The motivation was to induce structure in the weights of neural nets and see if the functional organization that emerges aligns with that of the brain or not. Turns out, it does -- both for vision and language.
The gains in parameter efficiency was a surprise even to us when we first tried it out.
Indeed. What's cool is that we were able to localize literal "regions" in the GPTs which encoded toxic concepts related to racism, politics, etc. A similar video can be found here: https://toponets.github.io
My understanding coming from mechanistic interpretability is that models are typically (or always) in superposition, meaning that most or all neurons are forced to encode semantically unrelated concepts because there are more concepts than neurons in a typical LM. We train SAEs (where we apply L1 reg and a sparsity penalty to “encourage” the encoder output latents to yield sparse representations of the originating raw activations), to hopefully disentangle these features, or make them more monosemantic.This allows us to use the SAE as a sort of microscope to see what’s going on in the LM, and apply techniques like activation patching to localize features of interest, which sounds similar to what you’ve described. I’m curious what this work means for mech interp. Is this a novel alternative to mitigating polysemanticity? Or perhaps neurons are still encoding multiple features, but the features tend to have greater semantical overlap? Fascinating stuff!

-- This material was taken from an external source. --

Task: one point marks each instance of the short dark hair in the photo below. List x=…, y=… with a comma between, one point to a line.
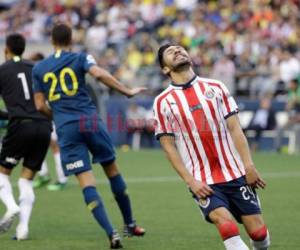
x=160, y=54
x=16, y=43
x=61, y=34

Was it toxicity though as understood by the model, or just a cluster of concepts that you've chosen to label as toxic?
I.e., is this something that could (and therefore, will) be turned towards identifying toxic concepts as understood by the chinese or us government, or to identify (say) pro-union concepts so they can be down-weighted in a released model, etc?
We localized "toxic" neurons by contrasting the activations of each neuron for toxic v/s normal texts. It's a method inspired by old-school neuroscience.
Better interpretability, I suppose. Could give insights into how cognition works.